Performance comparison among Struct Array, Cell Array and Table

I am facing an issue when to use what. There are three common way to store data in MATLAB: 1. Cell array; 2. Tables; 3. Struct arrays.
I did some search online for the performance among three of them: Struct will be the fastest, but still not really clear when to use what.
Can someone give me a general concept of the performance among these MATLAB data structures?
Thanks :)

3 comentarios

How are you accessing the data downstream in your code? Can you give a short example of how you would be accessing your data using the three methods you mention? I.e., some code or pseudo-code showing what you are thinking about implementing.
"There are three common way to store data in MATLAB: 1. Cell array; 2. Tables; 3. Struct arrays."
You only list container classes. What about the simpler ways of storing data: the numeric array (single, double, uint*, and int*), the character array, and the logical array? These are faster to access than the ones that you list. Is there a reason why you do not list them?
i found this super helpful due to the discussion it generated - thanks Kat Lee!

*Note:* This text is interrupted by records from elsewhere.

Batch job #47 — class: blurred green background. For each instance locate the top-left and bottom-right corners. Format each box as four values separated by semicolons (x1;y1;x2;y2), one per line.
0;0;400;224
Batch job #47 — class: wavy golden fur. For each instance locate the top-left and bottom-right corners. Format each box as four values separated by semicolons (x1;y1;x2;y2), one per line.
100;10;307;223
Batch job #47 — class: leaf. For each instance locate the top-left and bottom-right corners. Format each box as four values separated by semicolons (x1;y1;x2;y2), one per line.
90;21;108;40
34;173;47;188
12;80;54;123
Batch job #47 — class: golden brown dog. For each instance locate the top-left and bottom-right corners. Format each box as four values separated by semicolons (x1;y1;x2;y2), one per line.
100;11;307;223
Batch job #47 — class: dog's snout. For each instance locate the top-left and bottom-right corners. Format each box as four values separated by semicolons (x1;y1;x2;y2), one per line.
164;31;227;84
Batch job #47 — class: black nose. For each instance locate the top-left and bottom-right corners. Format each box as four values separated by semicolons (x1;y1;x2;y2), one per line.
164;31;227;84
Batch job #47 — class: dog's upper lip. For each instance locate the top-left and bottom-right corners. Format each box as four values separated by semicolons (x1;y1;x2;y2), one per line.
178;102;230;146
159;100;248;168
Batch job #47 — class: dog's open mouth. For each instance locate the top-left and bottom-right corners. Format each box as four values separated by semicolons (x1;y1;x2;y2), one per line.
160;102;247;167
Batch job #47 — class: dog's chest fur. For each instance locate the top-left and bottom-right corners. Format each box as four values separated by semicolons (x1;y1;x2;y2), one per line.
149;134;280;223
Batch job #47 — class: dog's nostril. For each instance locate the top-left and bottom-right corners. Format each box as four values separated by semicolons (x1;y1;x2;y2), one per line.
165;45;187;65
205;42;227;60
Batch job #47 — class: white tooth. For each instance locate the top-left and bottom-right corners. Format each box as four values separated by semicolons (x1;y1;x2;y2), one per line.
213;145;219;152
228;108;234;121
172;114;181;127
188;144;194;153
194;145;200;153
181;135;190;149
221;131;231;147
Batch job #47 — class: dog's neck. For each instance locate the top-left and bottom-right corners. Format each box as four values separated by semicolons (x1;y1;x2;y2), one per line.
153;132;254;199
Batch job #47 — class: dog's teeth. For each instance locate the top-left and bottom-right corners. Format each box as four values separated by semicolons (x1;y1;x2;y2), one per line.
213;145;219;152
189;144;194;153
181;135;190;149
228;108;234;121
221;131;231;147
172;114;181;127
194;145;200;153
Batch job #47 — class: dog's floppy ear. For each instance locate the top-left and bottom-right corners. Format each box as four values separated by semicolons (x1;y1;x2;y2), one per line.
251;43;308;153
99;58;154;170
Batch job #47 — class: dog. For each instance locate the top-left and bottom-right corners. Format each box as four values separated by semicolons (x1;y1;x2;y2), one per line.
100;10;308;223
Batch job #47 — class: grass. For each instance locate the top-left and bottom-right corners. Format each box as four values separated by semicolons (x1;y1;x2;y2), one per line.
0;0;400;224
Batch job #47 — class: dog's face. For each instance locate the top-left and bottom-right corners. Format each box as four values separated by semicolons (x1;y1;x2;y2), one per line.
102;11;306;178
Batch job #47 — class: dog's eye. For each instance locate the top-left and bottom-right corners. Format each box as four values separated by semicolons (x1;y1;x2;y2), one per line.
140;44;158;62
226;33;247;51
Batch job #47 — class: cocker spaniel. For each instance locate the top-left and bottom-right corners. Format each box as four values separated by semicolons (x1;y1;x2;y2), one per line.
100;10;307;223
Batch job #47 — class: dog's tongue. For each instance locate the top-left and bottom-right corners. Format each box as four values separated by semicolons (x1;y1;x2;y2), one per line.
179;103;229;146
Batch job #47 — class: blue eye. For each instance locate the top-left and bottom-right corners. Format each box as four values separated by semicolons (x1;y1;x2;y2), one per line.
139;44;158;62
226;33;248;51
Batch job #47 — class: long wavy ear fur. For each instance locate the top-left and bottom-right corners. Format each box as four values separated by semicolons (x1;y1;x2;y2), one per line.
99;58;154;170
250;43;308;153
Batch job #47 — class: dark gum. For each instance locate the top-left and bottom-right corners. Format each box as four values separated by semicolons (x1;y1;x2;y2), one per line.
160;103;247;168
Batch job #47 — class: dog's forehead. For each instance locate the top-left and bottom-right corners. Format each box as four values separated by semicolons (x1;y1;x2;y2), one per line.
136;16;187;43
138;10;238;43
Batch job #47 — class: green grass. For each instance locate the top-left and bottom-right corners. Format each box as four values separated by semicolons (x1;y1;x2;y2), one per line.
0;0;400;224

Iniciar sesión para comentar.

Respuestas (3)

Bruno Luong
Bruno Luong el 2 de Nov. de 2018
My general rule of thumbs:
  • Simple Array is the fastest
  • Using cell if you don't have a choice (mixing class or uniform sizes) and don't care about how to "name" elements.
  • Next recommendation is using struct of arrays and/or cell-arrays, that allows to have meaningful fieldnames, and flexible data exchanges.
  • Avoid at all cost array of structs for large number of records (said > 10), this will soon or later have big penalty of speed. I can't remember the last tile I use it, probably in my youth and never did it again.
  • Table is sort of Object Oriented built on top of CELL, personally I never feel a need to use it. I recognize it's very attractive for people who like excel sheet. ;-)

5 comentarios

Kat Lee
Kat Lee el 2 de Nov. de 2018
Editada: Kat Lee el 2 de Nov. de 2018
Thank you so much @Bruno for your such specific answers.
According to your answer, the speed performance will be Cell > Struct > Table, am I right?
Could you explain a little bit more of "Avoid at all cost array of structs for large number of records (said > 10)", I feel that >10 will be very easy to reach since I am dealing with large number most of the time.
Bruno Luong
Bruno Luong el 2 de Nov. de 2018
Editada: Bruno Luong el 2 de Nov. de 2018
Struct of array and array of struct
% struct of array, recommended
>> s = struct('x', 1:100, 'value', sin(1:100))
s =
struct with fields:
x: [1×100 double]
value: [1×100 double]
% array of struct, not recommended
>> s = struct('x', num2cell(1:100), 'value', num2cell(sin(1:100)))
s =
1×100 struct array with fields:
x
value
The later will be very slow and impractical to process in MATLAB, since that data are scattered everywhere. Juts avoid to have you data structure like the second way, contrary to language like C/C++ where such data structure is perfectly efficient to handle.
Bruno, tables are NOT built on top of cell, at least not in the way that you probably mean. Compare the memory requirements:
>> x = randn(1000000,10);
>> t = array2table(x);
>> c = num2cell(x);
>> whos x t c
Name Size Bytes Class Attributes
c 1000000x10 1200000000 cell
t 1000000x10 80003090 table
x 1000000x10 80000000 double
A struct array has memory footprint similar to a cell, while a scalar struct of vectors has a footprint similar to a table.
Performance-wise, a double array wins. A cell array or a struct array is likely gonna need a loop, since there's no simple way to get a contiguous vector of values corresponding to one of x's columns. A table, and a scalar struct will have good performance for vectorized operations.
Peter
Tables are built on top cell arrays. Your example is misleading since you're comparing two very different things. Your cell array c is literally a 1000000-by-10 array. Your table t is built on top of a 1-by-1 cell array, where the entire numeric array x is placed in one cell. This is how tables work - each "variable" in the table language is placed in its own cell. The table t is hence sort of equivalent to a cell array { x }.
Notice Peter's phrase, "at least not in the way that you probably mean."
In particular, many people tend to think that a table with N rows and V variables is stored as an N by V cell array, but instead it is stored as a struct that contains a 1 x V cell array each entry of which is an object with N rows.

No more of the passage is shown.